Rated as a leading magician of Asia, Sorcar says there is more to magic than meets the eye “for, it can be channelled to spread social awareness. It gives people hope of a better tomorrow. Magic will say ‘don’t be frustrated, I’ll give you hope. Come hold my hand, see the light’ “.
A firm believer in passing his trade secrets to students of the art, Sorcar has already purchased 10 acres of land for setting up the P.C. Sorcar Foundation for Total Education near Agartala, west Tripura.
“Everything including magic will be taught there… Secrets are cheap things as long as they are secrets, but the moment they are passed on they become science,” Sorcar Jr, the second son of late magic legend P.C. Sorcar, told IANS in an exclusive interview.
The master magician has not the least doubt that the genre would survive the challenges posed by new modes of entertainment like television reality shows.
“Magic will remain magic. Though this procession of reality shows will go on, they can’t kill the classical forms of entertainment. This is just a spark. There is a magician in everybody’s heart. If someone says the art of magic is shrinking then they are blind!”
Passionately he goes on: “the art of magic is flourishing; it is just changing its form’.
A firm votary about the use of technology in magic, Sorcar Jr, however, says: “Main thing is presentation.
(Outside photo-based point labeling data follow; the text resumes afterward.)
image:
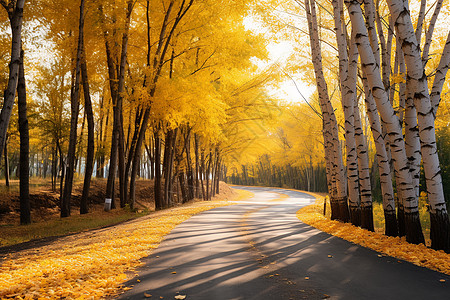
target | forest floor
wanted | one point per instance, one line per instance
(46, 222)
(92, 263)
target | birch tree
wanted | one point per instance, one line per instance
(440, 225)
(339, 204)
(348, 98)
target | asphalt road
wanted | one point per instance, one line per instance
(258, 249)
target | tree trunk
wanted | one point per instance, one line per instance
(157, 183)
(15, 15)
(425, 118)
(6, 162)
(330, 124)
(348, 98)
(90, 146)
(197, 168)
(74, 103)
(364, 177)
(25, 207)
(372, 72)
(439, 77)
(384, 168)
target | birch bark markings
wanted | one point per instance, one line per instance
(15, 14)
(440, 224)
(371, 68)
(339, 206)
(348, 91)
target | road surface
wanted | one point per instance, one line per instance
(258, 249)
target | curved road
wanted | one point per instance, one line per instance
(258, 249)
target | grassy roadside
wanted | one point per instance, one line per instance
(15, 234)
(393, 246)
(93, 264)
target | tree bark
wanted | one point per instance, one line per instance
(425, 118)
(348, 98)
(25, 207)
(372, 71)
(15, 14)
(90, 146)
(5, 153)
(330, 124)
(74, 103)
(364, 177)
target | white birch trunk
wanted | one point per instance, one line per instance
(387, 189)
(15, 15)
(429, 34)
(364, 174)
(330, 124)
(387, 113)
(440, 227)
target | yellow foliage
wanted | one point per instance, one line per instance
(393, 246)
(90, 265)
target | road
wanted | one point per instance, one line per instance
(258, 249)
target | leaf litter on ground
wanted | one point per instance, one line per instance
(93, 264)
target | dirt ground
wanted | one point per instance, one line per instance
(45, 202)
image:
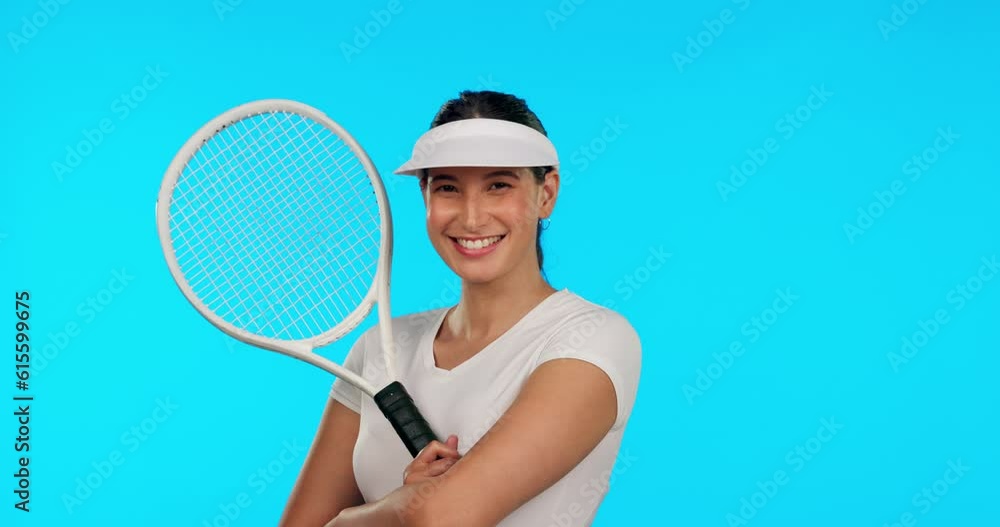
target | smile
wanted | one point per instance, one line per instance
(477, 246)
(480, 243)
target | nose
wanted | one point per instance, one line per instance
(474, 214)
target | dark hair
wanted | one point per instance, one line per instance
(495, 105)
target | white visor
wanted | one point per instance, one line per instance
(480, 142)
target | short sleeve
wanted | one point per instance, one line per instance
(605, 339)
(343, 391)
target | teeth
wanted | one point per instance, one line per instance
(478, 244)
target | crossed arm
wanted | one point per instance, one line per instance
(563, 411)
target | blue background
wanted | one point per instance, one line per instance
(691, 112)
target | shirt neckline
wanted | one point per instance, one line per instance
(427, 345)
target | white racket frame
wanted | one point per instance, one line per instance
(377, 293)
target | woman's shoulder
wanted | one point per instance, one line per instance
(576, 315)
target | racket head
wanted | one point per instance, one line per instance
(270, 256)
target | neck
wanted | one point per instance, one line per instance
(487, 310)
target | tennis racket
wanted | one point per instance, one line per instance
(276, 227)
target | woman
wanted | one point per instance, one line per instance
(531, 386)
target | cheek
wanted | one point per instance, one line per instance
(520, 214)
(438, 214)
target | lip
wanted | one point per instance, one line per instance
(476, 253)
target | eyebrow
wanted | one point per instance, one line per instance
(493, 174)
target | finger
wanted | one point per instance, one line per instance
(439, 467)
(435, 450)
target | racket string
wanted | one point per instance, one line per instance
(279, 287)
(338, 191)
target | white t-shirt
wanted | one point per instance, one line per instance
(469, 399)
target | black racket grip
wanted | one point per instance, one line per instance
(397, 406)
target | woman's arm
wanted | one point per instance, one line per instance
(326, 484)
(563, 411)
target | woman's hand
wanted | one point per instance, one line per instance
(435, 459)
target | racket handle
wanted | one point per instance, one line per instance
(398, 407)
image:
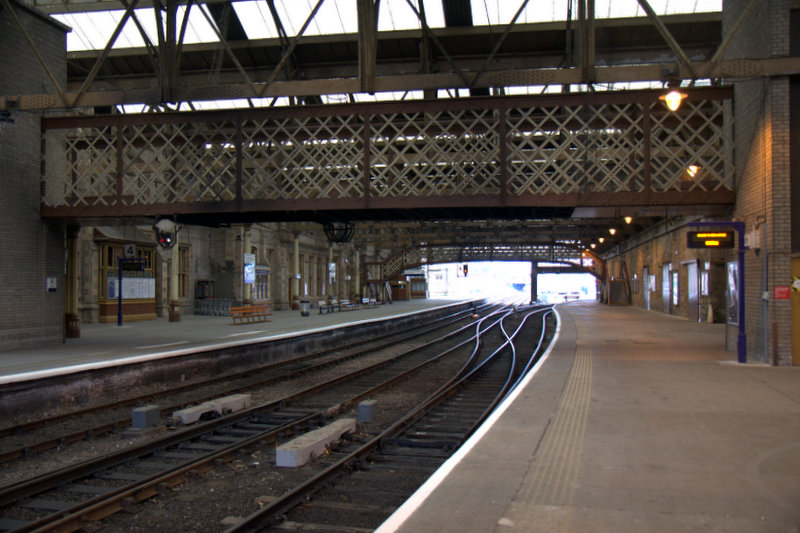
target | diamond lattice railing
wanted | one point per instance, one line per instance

No matter in which manner the food is cooked, it is the way in which it is presented is what captures the interest.”
And there’s certainly a significant amount of science applied to magic, specially the science of psychology.
Sorcar Jr, who holds an M Sc in Applied Psychology from Calcutta University, elucidates with a classic twirling of his fingers: “When we use the word ‘Manoranjan’ – mann and ranjan – if we do not understand ‘mann’ then how can we ‘ranjan’ (entertain) it ? While entertaining an audience if we fail to ‘tickle’ them, then it’s just touching the surface. One has to get lost in ecstasy.”
Ecstasy, according to him, is a combination of ‘drama’ and ‘magic’, or as he refers to it – ‘dramagic’.
He goes on to cite how Michael Jackson used to create magic on stage using vocals,
choreography, acrobatics and technology.
The total effect, he says, is ‘fairy-tale-ish’.
And this is what you get when you are a spectator at one of his shows, which go by the name Indrajaal.
“Indrajaal was used by Lord Indra and it aims at capturing the five senses or
indriyas or even the 6th sense, the kinesthetic one, ESP, the unknown one! ”
Despite all his accomplishments, including making the Taj Mahal and a locomotive disappear, he admits, “There are many ‘dream acts’ yet to be brought to life.”
There’s more to come from the master who once cycled blindfolded through the London traffic! But he humbly confesses, “The technical things which I had used for near perfection of blindfolded cycling is nothing in comparison to what P.C.Sorcar Sr had achieved while cycling though Paris; he made the world take notice of Indian illusionists. I stand up and salute him.”
A testimony to this devotion in his den of an office, a cocktail of personal effects and professional paraphernalia, is an imposing portrait of P.C. Sorcar Sr.
The feeling of being born into a family of illusionists spanning more than the estimated eight generations is inexplicable. “If you ask how it feels to breathe, it can’t be explained because we consider it to be a part of our system. So basically we (the Sorcars) breathe, eat, talk and walk magic.”
The current crop of illusionists have made a name for themselves globally and Sorcar regards them as his teacher. “Everybody is my teacher; they are teaching me what to do and what not to do. In fact, the latter are more!.”